This conversion uses our server. Your file is deleted immediately after conversion – we store nothing.

Why TIFF → JPG?

TIFF files are huge and often incompatible. Convert them quickly and privately to JPG – significantly smaller, universally supported, without ever uploading your images.

Frequently Asked Questions

What is a TIFF file?

TIFF (Tagged Image File Format) is a flexible image format commonly used in professional printing and photography. It supports high color depths but produces very large files.

Why convert TIFF to JPG?

TIFF files are often very large and not supported by many web applications. JPG is universally compatible and significantly smaller with minimal visible quality loss.

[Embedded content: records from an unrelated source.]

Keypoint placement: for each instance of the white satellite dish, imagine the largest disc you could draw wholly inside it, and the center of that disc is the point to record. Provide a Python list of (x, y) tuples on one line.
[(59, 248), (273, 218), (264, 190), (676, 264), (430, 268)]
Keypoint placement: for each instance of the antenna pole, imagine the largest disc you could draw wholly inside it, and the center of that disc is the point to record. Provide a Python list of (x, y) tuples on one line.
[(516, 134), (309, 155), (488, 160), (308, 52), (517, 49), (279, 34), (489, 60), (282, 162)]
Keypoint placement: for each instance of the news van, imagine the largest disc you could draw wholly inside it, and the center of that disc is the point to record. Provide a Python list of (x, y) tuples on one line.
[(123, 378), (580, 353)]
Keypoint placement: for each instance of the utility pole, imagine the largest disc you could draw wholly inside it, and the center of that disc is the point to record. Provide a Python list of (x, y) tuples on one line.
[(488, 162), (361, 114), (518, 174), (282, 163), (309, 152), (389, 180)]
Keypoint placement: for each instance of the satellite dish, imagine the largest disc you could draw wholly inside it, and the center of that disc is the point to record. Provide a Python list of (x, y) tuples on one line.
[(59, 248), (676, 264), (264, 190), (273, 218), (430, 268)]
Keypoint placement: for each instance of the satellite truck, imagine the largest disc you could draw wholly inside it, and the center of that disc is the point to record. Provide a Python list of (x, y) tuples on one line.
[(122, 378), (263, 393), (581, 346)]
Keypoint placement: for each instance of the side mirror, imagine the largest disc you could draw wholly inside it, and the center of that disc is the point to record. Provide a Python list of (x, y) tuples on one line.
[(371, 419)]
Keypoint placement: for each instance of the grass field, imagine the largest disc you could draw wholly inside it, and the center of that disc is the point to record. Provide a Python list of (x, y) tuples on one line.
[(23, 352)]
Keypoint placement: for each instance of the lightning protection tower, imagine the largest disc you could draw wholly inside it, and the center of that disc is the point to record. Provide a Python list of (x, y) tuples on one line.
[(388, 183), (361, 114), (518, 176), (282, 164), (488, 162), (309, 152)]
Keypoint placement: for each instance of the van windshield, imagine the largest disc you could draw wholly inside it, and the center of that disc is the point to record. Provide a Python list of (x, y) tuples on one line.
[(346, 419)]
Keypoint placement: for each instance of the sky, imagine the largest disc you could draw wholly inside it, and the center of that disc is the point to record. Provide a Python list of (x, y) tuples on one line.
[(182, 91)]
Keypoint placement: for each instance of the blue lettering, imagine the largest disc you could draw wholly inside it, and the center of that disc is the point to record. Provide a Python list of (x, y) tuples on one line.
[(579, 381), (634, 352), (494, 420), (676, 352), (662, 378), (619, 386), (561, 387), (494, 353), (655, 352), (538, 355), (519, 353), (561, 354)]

Are multi-page TIFF files supported?

Currently, the first page of a multi-page TIFF is converted. Support for all pages is planned.

Are my images private?

Yes, the conversion happens entirely locally in your browser. Your TIFF files are never uploaded to a server.

About JPEG

JPEG (Joint Photographic Experts Group) was standardized as ISO 10918 in 1992 and remains the most widely used image format for photographs worldwide. Its lossy compression is based on the discrete cosine transform (DCT) and typically achieves compression ratios of 10:1 to 20:1 with barely perceptible quality loss. The algorithm was developed starting in 1986 by a working group led by Hiroshi Yasuda and quickly became the standard for web images, digital photography, and social media platforms. JPG files support 8-bit color channels in RGB color space and embedded EXIF metadata containing camera settings, GPS data, and timestamps. The format does not support transparency or animation and allows only one color space per image – limitations that are rarely relevant for its primary use as a photo format. With repeated compression, quality degrades progressively due to generation loss, making JPG unsuitable for editing and better suited as a final output format. The .jpg extension instead of .jpeg dates back to the 8.3 character limitation of early Windows file systems. JPEG XL was proposed as a successor in 2021 but has so far failed to gain meaningful market acceptance against WebP and AVIF.

About TIFF

TIFF (Tagged Image File Format) was developed in 1986 by Aldus Corporation and is now maintained by Adobe following its acquisition of Aldus in 1994. TIFF is a flexible container format that supports uncompressed, lossless (LZW, ZIP), and lossy (JPEG) compression, as well as color depths from 1 to 32 bits per channel, multiple color spaces, and multiple images per file. This versatility makes TIFF the industry standard in print production, medical imaging, satellite photography, and archiving, where maximum quality and metadata fidelity are essential. TIFF files can contain CMYK color space, ICC profiles, and GeoTIFF coordinates. The disadvantage is the substantial file size and fragmentation: numerous incompatible TIFF variants exist, meaning not every program reads every TIFF correctly. TIFF is unsuitable for web use as browsers do not support it natively. Converting to JPG or PNG is the standard approach to make TIFF files accessible for web and email.

Why convert TIFF → JPG?

TIFF (Tagged Image File Format) is a professional raster format from the print and scanning world with numerous sub-variants (Baseline, Extended, Layered). It supports high color depths, multiple layers, and various compression methods — but produces very large files and isn't displayed by most web browsers. Converting to JPG is required when you need to use TIFF images on the web, send them via email, or embed them in Office applications. JPG offers significantly smaller file sizes with quality sufficient for most purposes and universal compatibility. JPG is the most universal image format, supported by every device, browser, and application. It's the safest choice for compatibility.